Andai nantinya Partai Gerindra dan PDIP akan benar-benar bermusuhan pada dan pasca Pemilu 2024, keseimbangan politik dan pemerintahan agaknya justru akan lebih baik. Mengapa demikian?
Bermusuhan, Selamatkan Demokrasi?
Sebelum Prabowo dan Partai Gerindra dirangkul ke pemerintahan setelah Pemilu dan Pilpres 2019, masing-masing seolah menjadi metronom ideal yang menyeimbangkan kekuasaan politik pemerintahan yang dipimpin Presiden Jokowi dan PDIP.
Akan tetapi, setelahnya dan hingga kini, keseimbangan dan hakikat demokrasi, yakni check and balance itu seolah tak lagi signifikan karena lemahnya barisan yang mengoreksi kebijakan pemerintah.
Peneliti di Departemen Perubahan Politik dan Sosial CSIS Arya Fernandes juga telah mengamati risiko dari “koalisi gemuk” yang dibangun Presiden Jokowi semi stabilitas politiknya di periode terakhir kepemimpinan sebagai RI-1.
Dalam publikasi di kompas.id yang berjudul The Risk of a “Fat Coalition” Arya menyinggung kiamat politik di DPR dan terhentinya demokrasi karena minimnya esensi partai oposisi.
Itu muncul saat skenario Partai Gerindra, Partai Demokrat, dan PAN bergabung pemerintah mengemuka pasca pertemuan konsolidasi perdana Presiden Jokowi dan Prabowo pasca Pilpres 2019.

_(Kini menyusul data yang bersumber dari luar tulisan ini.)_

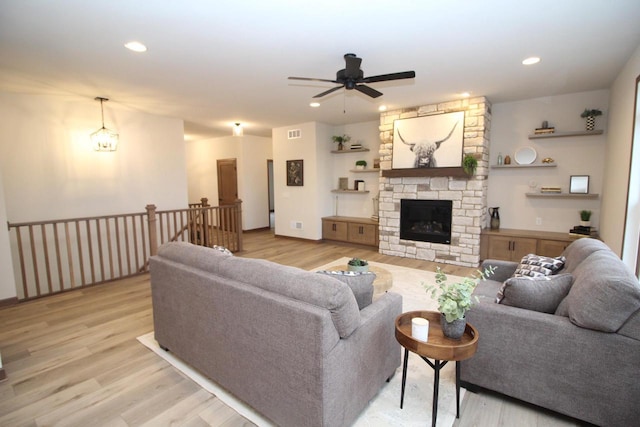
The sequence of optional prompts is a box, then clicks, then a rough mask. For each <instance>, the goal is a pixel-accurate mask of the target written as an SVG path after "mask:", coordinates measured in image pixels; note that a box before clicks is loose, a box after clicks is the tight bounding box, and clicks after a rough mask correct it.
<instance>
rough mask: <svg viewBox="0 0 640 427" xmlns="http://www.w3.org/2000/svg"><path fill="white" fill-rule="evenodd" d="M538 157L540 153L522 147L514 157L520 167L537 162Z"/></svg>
mask: <svg viewBox="0 0 640 427" xmlns="http://www.w3.org/2000/svg"><path fill="white" fill-rule="evenodd" d="M537 155H538V153H536V150H534V149H533V148H532V147H522V148H519V149H518V151H516V154H515V156H513V157H514V158H515V159H516V163H518V164H519V165H530V164H531V163H533V162H534V161H535V160H536V157H537Z"/></svg>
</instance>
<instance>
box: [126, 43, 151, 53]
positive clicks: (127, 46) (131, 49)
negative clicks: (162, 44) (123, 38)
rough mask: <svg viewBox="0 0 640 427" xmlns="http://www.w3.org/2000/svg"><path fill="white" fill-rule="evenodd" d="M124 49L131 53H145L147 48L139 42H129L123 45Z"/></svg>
mask: <svg viewBox="0 0 640 427" xmlns="http://www.w3.org/2000/svg"><path fill="white" fill-rule="evenodd" d="M124 47H126V48H127V49H129V50H131V51H133V52H146V51H147V47H146V46H145V45H143V44H142V43H140V42H137V41H131V42H129V43H125V45H124Z"/></svg>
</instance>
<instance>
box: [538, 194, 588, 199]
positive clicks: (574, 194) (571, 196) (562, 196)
mask: <svg viewBox="0 0 640 427" xmlns="http://www.w3.org/2000/svg"><path fill="white" fill-rule="evenodd" d="M526 196H527V197H550V198H554V197H555V198H559V199H597V198H598V197H599V196H600V195H599V194H595V193H589V194H575V193H526Z"/></svg>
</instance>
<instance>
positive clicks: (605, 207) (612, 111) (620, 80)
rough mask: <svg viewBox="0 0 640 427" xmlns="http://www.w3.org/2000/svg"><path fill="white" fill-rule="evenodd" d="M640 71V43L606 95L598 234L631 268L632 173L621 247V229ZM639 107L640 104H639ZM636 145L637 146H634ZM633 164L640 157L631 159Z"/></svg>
mask: <svg viewBox="0 0 640 427" xmlns="http://www.w3.org/2000/svg"><path fill="white" fill-rule="evenodd" d="M638 75H640V46H639V47H638V48H637V49H636V51H635V52H634V54H633V55H632V56H631V57H630V58H629V61H628V62H627V64H626V65H625V66H624V68H623V69H622V71H621V72H620V74H619V75H618V77H617V78H616V80H615V82H614V83H613V85H612V86H611V97H610V99H609V105H610V115H609V123H608V127H609V135H608V138H607V152H606V160H605V170H606V171H607V173H606V177H605V180H604V190H603V197H602V218H603V223H602V226H601V230H600V235H601V237H602V238H603V239H604V241H605V242H607V244H608V245H609V246H610V247H611V249H613V250H614V251H615V252H617V253H618V255H620V254H622V256H623V260H624V261H625V264H627V265H628V266H629V267H630V268H631V267H632V266H633V265H635V256H636V250H637V245H638V235H639V233H640V194H638V192H637V188H638V187H637V185H638V184H637V183H638V180H639V179H640V177H638V176H636V177H635V184H636V187H635V188H636V191H634V192H632V194H631V199H630V202H631V205H630V208H631V210H630V212H629V215H627V225H626V227H627V230H626V233H627V236H628V239H627V242H626V244H625V245H624V250H623V233H624V232H625V223H624V218H625V206H626V204H627V188H628V182H629V159H630V157H631V146H632V131H633V127H634V114H633V113H634V101H635V88H636V78H637V77H638ZM639 108H640V106H639ZM636 144H637V145H638V144H640V135H638V134H636ZM636 148H637V147H636ZM636 153H638V151H637V150H636ZM634 161H635V162H636V164H638V163H640V158H638V157H636V158H635V159H634Z"/></svg>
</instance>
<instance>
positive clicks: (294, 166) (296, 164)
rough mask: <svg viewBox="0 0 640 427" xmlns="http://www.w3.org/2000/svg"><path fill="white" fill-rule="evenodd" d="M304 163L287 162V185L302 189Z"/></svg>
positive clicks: (299, 160)
mask: <svg viewBox="0 0 640 427" xmlns="http://www.w3.org/2000/svg"><path fill="white" fill-rule="evenodd" d="M303 171H304V161H303V160H287V185H288V186H293V187H302V186H303V185H304V173H303Z"/></svg>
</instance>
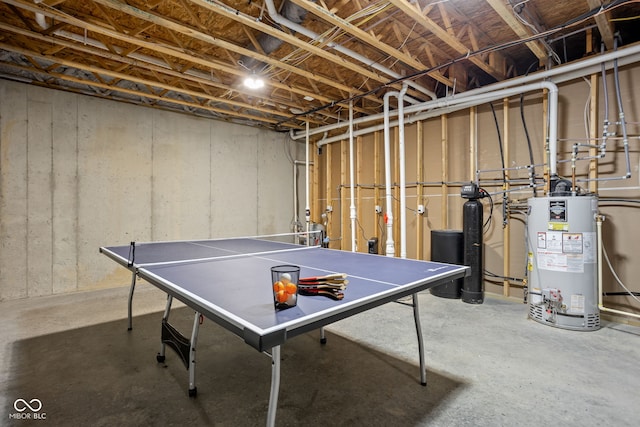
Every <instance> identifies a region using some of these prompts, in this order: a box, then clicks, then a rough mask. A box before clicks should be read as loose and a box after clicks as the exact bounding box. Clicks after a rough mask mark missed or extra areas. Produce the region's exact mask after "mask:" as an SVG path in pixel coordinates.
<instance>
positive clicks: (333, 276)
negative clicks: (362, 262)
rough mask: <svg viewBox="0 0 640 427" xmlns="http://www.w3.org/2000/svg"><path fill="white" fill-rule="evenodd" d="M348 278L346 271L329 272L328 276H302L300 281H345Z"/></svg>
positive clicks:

Maka dari itu, “benih” perseteruan yang “ditabur” Desmond kemungkinan memang diharapkan sebagai variabel pendukung ekspektasi keteguhan Prabowo dan Partai Gerindra untuk memimpin barisan di 2024 dengan memilih PDIP dan Megawati sebagai rival. Terlepas dari siapa yang terpilih nantinya.
Selain itu, Partai Gerindra dan PDIP tampak menjadi dua kutub sama kuat yang turut diharapkan saling menyeimbangkan kekuasaan, bukan untuk saling berkolaborasi.
Tentu, tidak dalam konteks menciptakan atmosfer konfliktual destruktif. Melainkan sebaliknya, yakni menciptakan kedewasaan politik dengan inisiatif pengambilan peran yang teguh dalam demokrasi yang sehat.
Sebagaimana yang juga disebut Arya, demokrasi pasti membutuhkan dua hal, yakni eksekutif dan legislatif yang kuat. Sementara itu, legislatif yang kuat hanya mungkin jika ada partai partai oposisi yang signifikan.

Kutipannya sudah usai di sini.